The reason is Moore's Law: to obtain speedup, processor designers turn the growing supply of transistors into growing parallelism, at a
growing number of levels (e.g., out-of-order execution, pipelined memory hierarchy, multi-threading). While the effects of parallelism
on verification have already been recognized (e.g., via model checking), the problem of
performance complexity has been attacked only with ad hoc methods.
Our approach. The overall goal of the BAFL project is to develop a robust foundation for guiding micro-architectural
innovations as transistor counts surpass one billion. Specifically, we are developing methods for finding and eliminating
bottlenecks---program instructions and processor resources responsible for lost performance and wasted power consumption. This task is
complex because the more parallel the machine, the harder it is to tell which execution events
(e.g., cache misses, ALU operations, message transactions) constrained the execution, and which had their
execution times tolerated.
Our framework is built on dependence-graph analysis of a program's execution, implementable entirely in hardware. The framework allows a
qualitatively new way of thinking about performance. For example, by representing micro-execution events and dependences as a suitable
dependence graph, its critical path automatically determines which processor stage (e.g., fetch, execute, or commit) is a bottleneck, and
also for which dynamic instructions.
Our solutions attack performance understanding problems for which no (or no efficient) methods existed. These problems span the entire
processor life cycle, for example:
Criticality. Our
ISCA'01 paper made three notable contributions to computer architecture: First, it
developed a dependence-graph abstraction of a program executing on a given micro-architecture. The abstraction established a formal basis
for our work and also demystified the fuzzy notion of the ``critical path,'' previously used informally (and sometimes incorrectly) in
justifying new processor designs.
Second, we solved the open problem of how to compute the critical path directly by the processor. Based on a novel randomized algorithm, our
critical-path analyzer, implemented in hardware, does so very efficiently, without actually building a dependence graph, and with
only a tiny storage array.
Finally, observing that past criticality of an instruction correlates with its future criticality, we turned the critical-path analyzer into
a criticality predictor, thus facilitating the design of first truly cost-aware processor policies. One such policy, for instruction
scheduling, was able to speed up programs by up to 22%---without beefing up the design with additional resources, by simply changing
the execution order of instructions.
Slack. Perhaps the greatest challenge of upcoming processors are technological constraints, such as limited power consumption and long
wire delays. To accommodate them, future designs will be non-uniform: rather than constraining all resources equally,
they will offer them at multiple quality levels, with the fast and power-hungry ones
(e.g., high-speed functional units) intended for the more critical instructions. The key problem is how to
dynamically assign instructions to resources so that the performance penalty of the lower-quality resources is completely hidden.

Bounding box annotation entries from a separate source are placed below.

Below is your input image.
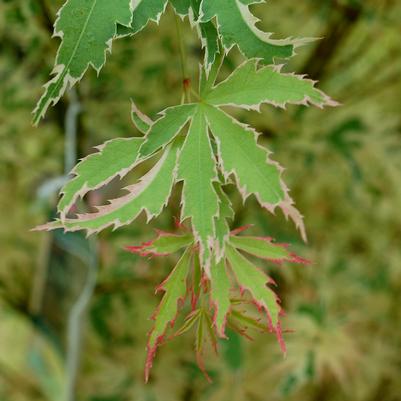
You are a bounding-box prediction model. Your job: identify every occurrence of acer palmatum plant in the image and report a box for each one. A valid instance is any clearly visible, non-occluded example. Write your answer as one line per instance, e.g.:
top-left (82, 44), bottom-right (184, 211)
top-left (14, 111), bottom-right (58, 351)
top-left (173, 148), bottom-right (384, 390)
top-left (34, 0), bottom-right (336, 380)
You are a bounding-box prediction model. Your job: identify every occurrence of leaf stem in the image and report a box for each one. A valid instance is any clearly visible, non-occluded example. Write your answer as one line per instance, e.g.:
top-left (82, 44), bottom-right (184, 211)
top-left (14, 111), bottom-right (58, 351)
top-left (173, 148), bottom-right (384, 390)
top-left (174, 13), bottom-right (191, 103)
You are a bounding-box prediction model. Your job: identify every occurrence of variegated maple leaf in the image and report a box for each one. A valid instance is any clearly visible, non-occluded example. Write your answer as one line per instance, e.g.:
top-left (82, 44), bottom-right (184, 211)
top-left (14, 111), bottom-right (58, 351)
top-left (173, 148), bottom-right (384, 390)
top-left (36, 60), bottom-right (335, 270)
top-left (33, 0), bottom-right (306, 125)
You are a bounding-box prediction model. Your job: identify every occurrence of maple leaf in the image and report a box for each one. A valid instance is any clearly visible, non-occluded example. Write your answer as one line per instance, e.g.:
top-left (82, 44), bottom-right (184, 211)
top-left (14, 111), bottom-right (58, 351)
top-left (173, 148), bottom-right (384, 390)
top-left (118, 0), bottom-right (168, 36)
top-left (178, 109), bottom-right (219, 271)
top-left (37, 141), bottom-right (180, 234)
top-left (58, 138), bottom-right (143, 218)
top-left (200, 0), bottom-right (307, 64)
top-left (145, 249), bottom-right (191, 381)
top-left (37, 60), bottom-right (335, 260)
top-left (127, 227), bottom-right (309, 378)
top-left (33, 0), bottom-right (132, 124)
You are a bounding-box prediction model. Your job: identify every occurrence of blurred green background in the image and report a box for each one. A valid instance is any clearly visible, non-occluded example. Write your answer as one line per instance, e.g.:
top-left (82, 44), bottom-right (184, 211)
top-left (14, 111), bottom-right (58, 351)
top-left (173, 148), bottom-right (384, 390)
top-left (0, 0), bottom-right (401, 401)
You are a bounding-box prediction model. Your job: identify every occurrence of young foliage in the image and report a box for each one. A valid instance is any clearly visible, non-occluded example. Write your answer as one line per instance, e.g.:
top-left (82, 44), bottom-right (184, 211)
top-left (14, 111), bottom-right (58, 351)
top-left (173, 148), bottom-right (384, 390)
top-left (127, 229), bottom-right (309, 380)
top-left (35, 0), bottom-right (336, 379)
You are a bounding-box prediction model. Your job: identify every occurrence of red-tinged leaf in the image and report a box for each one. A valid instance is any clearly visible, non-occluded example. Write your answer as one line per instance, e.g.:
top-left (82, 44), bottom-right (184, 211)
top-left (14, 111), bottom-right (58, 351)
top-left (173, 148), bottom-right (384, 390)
top-left (126, 231), bottom-right (193, 256)
top-left (230, 310), bottom-right (266, 331)
top-left (210, 260), bottom-right (231, 338)
top-left (174, 309), bottom-right (201, 337)
top-left (226, 246), bottom-right (285, 352)
top-left (145, 249), bottom-right (191, 381)
top-left (230, 236), bottom-right (310, 264)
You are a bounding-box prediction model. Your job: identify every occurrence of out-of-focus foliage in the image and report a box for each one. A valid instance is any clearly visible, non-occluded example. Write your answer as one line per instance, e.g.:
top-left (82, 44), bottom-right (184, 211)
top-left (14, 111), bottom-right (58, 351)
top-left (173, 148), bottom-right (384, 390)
top-left (0, 0), bottom-right (401, 401)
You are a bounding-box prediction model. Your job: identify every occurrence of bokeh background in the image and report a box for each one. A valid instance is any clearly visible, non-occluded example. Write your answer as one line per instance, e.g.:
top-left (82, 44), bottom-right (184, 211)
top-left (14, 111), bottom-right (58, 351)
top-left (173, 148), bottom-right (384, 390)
top-left (0, 0), bottom-right (401, 401)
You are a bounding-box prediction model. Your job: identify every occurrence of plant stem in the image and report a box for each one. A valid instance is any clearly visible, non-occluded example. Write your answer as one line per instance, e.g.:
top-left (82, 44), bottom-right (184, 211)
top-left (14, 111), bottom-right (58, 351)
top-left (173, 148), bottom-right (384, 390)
top-left (174, 14), bottom-right (191, 102)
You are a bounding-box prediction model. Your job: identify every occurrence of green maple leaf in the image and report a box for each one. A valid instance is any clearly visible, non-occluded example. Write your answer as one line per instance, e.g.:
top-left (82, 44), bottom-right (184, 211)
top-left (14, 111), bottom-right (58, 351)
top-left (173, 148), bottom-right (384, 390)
top-left (37, 60), bottom-right (335, 256)
top-left (178, 109), bottom-right (219, 269)
top-left (58, 138), bottom-right (143, 217)
top-left (38, 141), bottom-right (182, 234)
top-left (118, 0), bottom-right (168, 36)
top-left (200, 0), bottom-right (303, 64)
top-left (33, 0), bottom-right (132, 124)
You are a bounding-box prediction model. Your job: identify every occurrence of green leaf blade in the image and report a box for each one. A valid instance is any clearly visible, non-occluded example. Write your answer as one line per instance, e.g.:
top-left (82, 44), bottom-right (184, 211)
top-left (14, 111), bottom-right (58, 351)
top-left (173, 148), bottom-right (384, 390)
top-left (178, 111), bottom-right (219, 266)
top-left (205, 106), bottom-right (306, 240)
top-left (58, 138), bottom-right (143, 218)
top-left (205, 60), bottom-right (337, 110)
top-left (43, 143), bottom-right (180, 234)
top-left (139, 104), bottom-right (197, 158)
top-left (201, 0), bottom-right (300, 64)
top-left (33, 0), bottom-right (132, 125)
top-left (127, 232), bottom-right (194, 256)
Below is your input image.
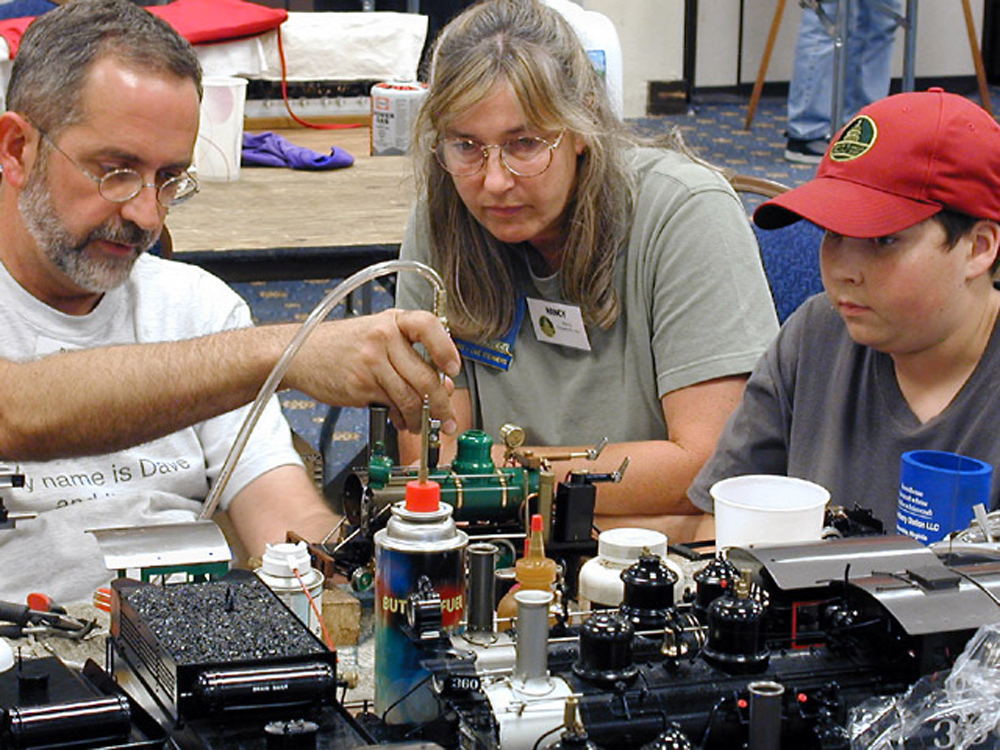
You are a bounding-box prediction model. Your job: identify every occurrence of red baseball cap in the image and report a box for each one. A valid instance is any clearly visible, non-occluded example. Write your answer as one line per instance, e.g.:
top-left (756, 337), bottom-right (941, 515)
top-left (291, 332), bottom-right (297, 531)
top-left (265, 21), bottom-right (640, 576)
top-left (753, 88), bottom-right (1000, 237)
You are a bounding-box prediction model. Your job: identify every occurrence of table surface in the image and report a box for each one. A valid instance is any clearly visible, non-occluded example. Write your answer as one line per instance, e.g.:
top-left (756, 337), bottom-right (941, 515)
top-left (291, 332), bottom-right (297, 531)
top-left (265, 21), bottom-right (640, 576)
top-left (167, 127), bottom-right (416, 259)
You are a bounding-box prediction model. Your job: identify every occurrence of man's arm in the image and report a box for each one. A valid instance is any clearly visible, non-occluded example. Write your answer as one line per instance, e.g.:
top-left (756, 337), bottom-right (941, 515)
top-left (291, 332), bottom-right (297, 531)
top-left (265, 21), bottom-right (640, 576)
top-left (0, 310), bottom-right (459, 460)
top-left (400, 375), bottom-right (747, 541)
top-left (221, 465), bottom-right (340, 557)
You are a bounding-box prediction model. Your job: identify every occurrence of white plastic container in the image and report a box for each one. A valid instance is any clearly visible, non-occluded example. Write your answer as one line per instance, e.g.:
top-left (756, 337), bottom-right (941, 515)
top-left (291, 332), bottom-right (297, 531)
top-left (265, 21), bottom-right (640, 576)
top-left (709, 474), bottom-right (830, 549)
top-left (254, 542), bottom-right (323, 638)
top-left (577, 528), bottom-right (684, 612)
top-left (194, 76), bottom-right (247, 182)
top-left (370, 81), bottom-right (430, 156)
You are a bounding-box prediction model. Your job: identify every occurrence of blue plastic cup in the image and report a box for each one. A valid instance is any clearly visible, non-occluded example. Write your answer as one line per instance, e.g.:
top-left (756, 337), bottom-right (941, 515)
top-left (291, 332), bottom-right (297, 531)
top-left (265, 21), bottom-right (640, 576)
top-left (896, 451), bottom-right (993, 544)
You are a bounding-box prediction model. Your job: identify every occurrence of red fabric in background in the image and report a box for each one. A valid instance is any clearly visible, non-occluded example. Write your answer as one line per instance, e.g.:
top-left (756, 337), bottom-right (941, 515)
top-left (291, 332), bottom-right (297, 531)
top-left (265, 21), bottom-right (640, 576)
top-left (0, 0), bottom-right (288, 57)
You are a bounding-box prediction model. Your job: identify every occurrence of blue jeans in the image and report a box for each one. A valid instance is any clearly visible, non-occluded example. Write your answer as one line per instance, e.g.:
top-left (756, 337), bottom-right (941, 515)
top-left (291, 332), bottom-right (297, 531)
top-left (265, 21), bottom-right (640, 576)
top-left (788, 0), bottom-right (900, 141)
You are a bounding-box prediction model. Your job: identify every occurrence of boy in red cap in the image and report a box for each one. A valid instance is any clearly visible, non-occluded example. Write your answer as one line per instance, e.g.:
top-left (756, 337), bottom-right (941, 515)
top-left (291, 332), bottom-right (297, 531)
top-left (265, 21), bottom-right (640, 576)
top-left (689, 89), bottom-right (1000, 531)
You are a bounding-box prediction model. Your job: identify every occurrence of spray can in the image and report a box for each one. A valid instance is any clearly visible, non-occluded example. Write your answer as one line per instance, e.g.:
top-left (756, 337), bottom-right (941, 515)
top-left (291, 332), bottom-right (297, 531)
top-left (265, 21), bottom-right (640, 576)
top-left (371, 81), bottom-right (428, 156)
top-left (254, 542), bottom-right (323, 638)
top-left (375, 480), bottom-right (469, 724)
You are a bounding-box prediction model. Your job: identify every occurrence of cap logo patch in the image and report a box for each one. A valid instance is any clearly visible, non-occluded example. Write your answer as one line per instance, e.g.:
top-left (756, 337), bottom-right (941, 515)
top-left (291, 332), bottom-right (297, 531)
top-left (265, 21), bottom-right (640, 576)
top-left (830, 115), bottom-right (878, 161)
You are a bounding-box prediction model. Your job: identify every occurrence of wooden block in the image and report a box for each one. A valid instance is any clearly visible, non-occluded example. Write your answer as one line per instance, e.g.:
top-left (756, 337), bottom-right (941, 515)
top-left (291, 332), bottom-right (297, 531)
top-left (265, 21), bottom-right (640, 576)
top-left (323, 586), bottom-right (361, 646)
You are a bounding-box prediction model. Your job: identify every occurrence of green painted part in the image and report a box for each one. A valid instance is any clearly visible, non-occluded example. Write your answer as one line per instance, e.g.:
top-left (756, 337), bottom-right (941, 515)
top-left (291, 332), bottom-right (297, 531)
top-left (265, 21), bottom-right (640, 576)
top-left (451, 430), bottom-right (496, 474)
top-left (368, 454), bottom-right (393, 489)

Our ISCA'02 paper solves this problem by exploring a refined
notion of criticality, slack. Defined as the number of cycles the instruction can be delayed without slowing down the (overall)
execution, slack provides a natural solution---if only we could find it at run-time. Our paper distinguished several notions of slack, and
showed that slack is plentiful in the SPEC2000 workload. To exploit it, we developed a hardware slack analyzer (thanks to a reduction
trick, as simple the criticality analyzer) and used it to systematically devise a control policy for a power-friendly processor
in which one half is clocked at half the frequency. With existing policies, this processor executes programs
10% slower than a full-frequency one; with our slack-based policy, it incurs no performance degradation.